Altbekannte Geschichten im neuen Gewand

Ein kleiner Blick auf den Meister der ‚Variationen des Immergleichen‘, Josef Winkler

Von Thomas StachelhausRSS-Newsfeed neuer Artikel von Thomas Stachelhaus

Besprochene Bücher / Literaturhinweise

Wer glaubt, Josef Winkler habe seine Geschichte längst – oder ein für alle Mal – auserzählt, der darf sich immer wieder eines Besseren belehren lassen. Seit seinem Debüt 1979 schreibt der Meister der ‚Variation des Immergleichen‘ an seiner Lebensgeschichte – oder besser – an  seinem Lebenswerk.

Auf diese Weise fristet er nicht nur ein eigenwilliges Dasein in der aktuellen deutschsprachigen Literatur, sondern huldigt auch einem Anachronismus, der seinesgleichen sucht. Zu keinem Autor der deutschsprachigen Literaturgeschichte dürfte die Kategorie Wiedergelesen im Sinn des schon einmal so gelesen besser passen als zu Josef Winkler.

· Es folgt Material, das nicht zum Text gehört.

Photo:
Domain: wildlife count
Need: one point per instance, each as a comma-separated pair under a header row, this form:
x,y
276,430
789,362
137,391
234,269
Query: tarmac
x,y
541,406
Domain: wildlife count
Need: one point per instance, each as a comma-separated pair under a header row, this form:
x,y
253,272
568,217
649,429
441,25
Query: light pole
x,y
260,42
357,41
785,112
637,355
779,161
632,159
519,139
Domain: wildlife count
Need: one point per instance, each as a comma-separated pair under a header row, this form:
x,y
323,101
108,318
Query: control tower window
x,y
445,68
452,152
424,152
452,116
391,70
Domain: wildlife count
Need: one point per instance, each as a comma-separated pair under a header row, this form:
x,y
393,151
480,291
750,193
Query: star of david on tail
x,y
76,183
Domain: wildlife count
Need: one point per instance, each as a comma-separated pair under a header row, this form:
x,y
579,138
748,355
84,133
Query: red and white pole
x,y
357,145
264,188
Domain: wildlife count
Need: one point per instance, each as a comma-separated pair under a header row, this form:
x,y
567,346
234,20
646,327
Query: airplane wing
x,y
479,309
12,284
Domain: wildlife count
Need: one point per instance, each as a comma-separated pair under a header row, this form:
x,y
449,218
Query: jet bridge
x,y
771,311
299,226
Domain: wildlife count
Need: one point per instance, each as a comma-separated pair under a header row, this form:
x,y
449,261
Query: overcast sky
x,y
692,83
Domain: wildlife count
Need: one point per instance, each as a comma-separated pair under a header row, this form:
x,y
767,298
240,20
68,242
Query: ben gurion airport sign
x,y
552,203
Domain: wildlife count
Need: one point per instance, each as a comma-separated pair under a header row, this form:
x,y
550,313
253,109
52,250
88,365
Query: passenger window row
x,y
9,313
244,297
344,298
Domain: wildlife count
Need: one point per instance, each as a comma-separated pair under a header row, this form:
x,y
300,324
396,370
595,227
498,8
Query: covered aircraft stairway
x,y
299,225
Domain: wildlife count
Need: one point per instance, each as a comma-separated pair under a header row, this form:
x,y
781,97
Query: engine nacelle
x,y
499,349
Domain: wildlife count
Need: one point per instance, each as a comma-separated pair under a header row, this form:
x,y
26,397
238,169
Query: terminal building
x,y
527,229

Beständig erzählt er – in nunmehr immerhin über 20 Werken – vom omnipräsenten Katholizismus im bäuerlich geprägten Kärntner Hinterland, vom Tod sowie von der Unterdrückung und Züchtigung durch den Vater, all das in üppiger, rauschhafter, eindringlicher und metaphorisch aufgeladener, in barock-expressiver Sprache, wie es im Feuilleton seither gebetsmühlenartig heißt. Immer wieder wird er als Rebell bezeichnet, denn er verweigere sich den konventionellen und gattungsspezifischen Erzähltraditionen. Gemessen an gängigen Wertungsmodellen, dominieren in Winklers Werk formal-ästhetische Abweichungen; dies ist auch nicht verwunderlich, sind doch Winklers Erzählungen gerade zu Beginn seines Schaffens besonders verrätselt, weil wenig linear und chronologisch, dafür umso komplexer und brüchiger. Auf diese Weise werden immer wieder Sinnzusammenhänge dekonstruiert, was vom Lesepublikum hohe Aufmerksamkeit verlangt; ein selbstreferenzielles System, das man sich erschließen muss.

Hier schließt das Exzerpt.